Si chaque destination touristique dispose d’un potentiel de données clients, encore faut-il savoir les manipuler et avec quels objectifs ? La question du temps à consacrer à la modélisation de ces datas est importante, mais pour Pierre-Louis Buraux (Apollo Plus), le travail de segmentation (géographique, distance domicile/travail, famille…) est primordial. L’analyse de certains paramètres permet d’anticiper les comportements de la clientèle comme le moment du départ, les prix critiques (particulièrement utiles dans un contexte inflationniste), ou le panier moyen. Pour Kelly Pawlak, la présidente de la NSAA, l’observation des datas permet à la fois de révéler des points noirs dans le parcours client et de se donner les moyens de les résoudre. En Suisse, après le lancement réussi d’un forfait commun destiné à résoudre la perte de clients, Sébastien Traveletti (Magic Mountain Coopération) évoque désormais une stratégie de volume, combinée à un objectif : maintenir le revenu moyen par visite. Le Magic Pass a permis d’accroître le nombre de journées skiées, et donc de dépenses associées une fois en station. Le défi consiste à inciter les détenteurs du Magic Pass (dont 80 % achetés en ligne) à renouveler leur sésame pour retourner arpenter les montagnes suisses l’année suivante.
Le levier de l’émotion client
Mais dans cette économie de masse, les représentants du marché américain et suisse s’accordent sur l’utilité des datas combinées aux réseaux sociaux pour créer les passerelles entre de petits domaines skiables, à proximité des bassins urbains, et les destinations plus importantes, deux typologies de stations qui séduisent une nouvelle génération de skieurs, plus enclins au changement et à la découverte.
Mais travailler la data permet aussi de déceler des tendances de consommation bien plus nuancées qu’un phénomène comme l’inflation. Sur ce sujet, Kelly Pawlak cite les milliers de sondages menés auprès des clients qui révèlent que les NPS (net promoter scores, qui évaluent la probabilité de recommandation d’une marque, d’un produit ou d’un service) sont basés sur les émotions, ce qui relève de l’expérience personnelle, tout comme 70 % de nos pensées et décisions. Le recours aux datas permet donc de réaliser ce travail crucial qu’est la satisfaction client. C’est aussi sur cette base émotionnelle que repose pour partie le développement de la communauté de fans du Magic Pass : Sébastien Traveletti souligne l’évolution du dialogue avec la clientèle, qui vise désormais l’amélioration d’un produit qui semble appartenir autant aux clients qu’à son opérateur, Magic Mountain Coopération.
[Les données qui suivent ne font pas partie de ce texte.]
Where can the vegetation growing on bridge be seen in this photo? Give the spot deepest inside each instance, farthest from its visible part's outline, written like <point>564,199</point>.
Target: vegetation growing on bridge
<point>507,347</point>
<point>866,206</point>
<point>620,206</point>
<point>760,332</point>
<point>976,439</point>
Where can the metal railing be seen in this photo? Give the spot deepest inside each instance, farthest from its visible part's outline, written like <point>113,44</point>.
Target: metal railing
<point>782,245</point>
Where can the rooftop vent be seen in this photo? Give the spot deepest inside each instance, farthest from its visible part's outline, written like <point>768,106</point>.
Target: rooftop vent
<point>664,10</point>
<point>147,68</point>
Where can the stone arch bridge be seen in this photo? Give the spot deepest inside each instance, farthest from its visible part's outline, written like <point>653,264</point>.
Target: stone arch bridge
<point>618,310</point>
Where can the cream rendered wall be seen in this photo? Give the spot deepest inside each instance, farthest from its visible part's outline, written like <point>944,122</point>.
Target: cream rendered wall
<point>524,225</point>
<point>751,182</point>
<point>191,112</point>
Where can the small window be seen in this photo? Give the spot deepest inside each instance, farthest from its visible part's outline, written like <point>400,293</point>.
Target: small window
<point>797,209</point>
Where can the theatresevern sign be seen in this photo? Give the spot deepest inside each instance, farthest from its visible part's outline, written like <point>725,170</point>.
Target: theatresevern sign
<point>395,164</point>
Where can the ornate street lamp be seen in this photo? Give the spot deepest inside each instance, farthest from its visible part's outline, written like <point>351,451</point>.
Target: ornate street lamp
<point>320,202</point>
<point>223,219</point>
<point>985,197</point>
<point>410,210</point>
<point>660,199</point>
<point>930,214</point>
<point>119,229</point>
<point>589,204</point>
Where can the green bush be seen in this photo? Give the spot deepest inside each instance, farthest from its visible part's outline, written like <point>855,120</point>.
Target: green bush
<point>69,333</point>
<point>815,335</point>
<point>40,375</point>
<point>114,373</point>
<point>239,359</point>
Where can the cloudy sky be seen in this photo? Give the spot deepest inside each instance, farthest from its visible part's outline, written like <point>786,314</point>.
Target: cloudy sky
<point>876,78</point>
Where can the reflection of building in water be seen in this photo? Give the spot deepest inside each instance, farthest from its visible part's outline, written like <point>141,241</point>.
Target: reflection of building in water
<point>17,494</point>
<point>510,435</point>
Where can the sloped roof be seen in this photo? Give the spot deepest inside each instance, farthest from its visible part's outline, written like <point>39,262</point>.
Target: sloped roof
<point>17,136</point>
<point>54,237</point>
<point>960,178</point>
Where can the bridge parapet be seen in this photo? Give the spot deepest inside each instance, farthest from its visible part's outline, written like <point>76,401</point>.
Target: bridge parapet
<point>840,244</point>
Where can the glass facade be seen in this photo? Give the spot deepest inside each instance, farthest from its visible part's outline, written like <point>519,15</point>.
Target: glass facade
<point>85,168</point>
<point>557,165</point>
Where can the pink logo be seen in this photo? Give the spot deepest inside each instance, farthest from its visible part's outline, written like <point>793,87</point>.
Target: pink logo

Une source de communication
Mentionnant l’exemple d’une station du Massachusetts qui communique ses hauteurs de neige en temps réel grâce aux acquisitions de données GPS, Kelly Pawlak révèle un autre potentiel des datas, celui de la communication. La dirigeante américaine évoque leur emploi pour démystifier fake news ou simples idées reçues en livrant des données factuelles. La NSAA communique ainsi sur la croissance de l’industrie et du nombre de visiteurs en station pour contrer les propos sur la fin du modèle du ski.
Interrogés par l’auditoire sur le sourcing des datas, hormis celles associées aux forfaits de ski, les intervenants ont conclu en citant les données issues de la téléphonie mobile – notamment pour quantifier des phénomènes jusqu’alors difficiles à évaluer, comme les nuitées de résidents secondaires – ou encore les données de transactions, qui doivent être corrélées (timing d’achat, Google Trends, conditions météo…) pour fournir une analyse pertinente et valorisable.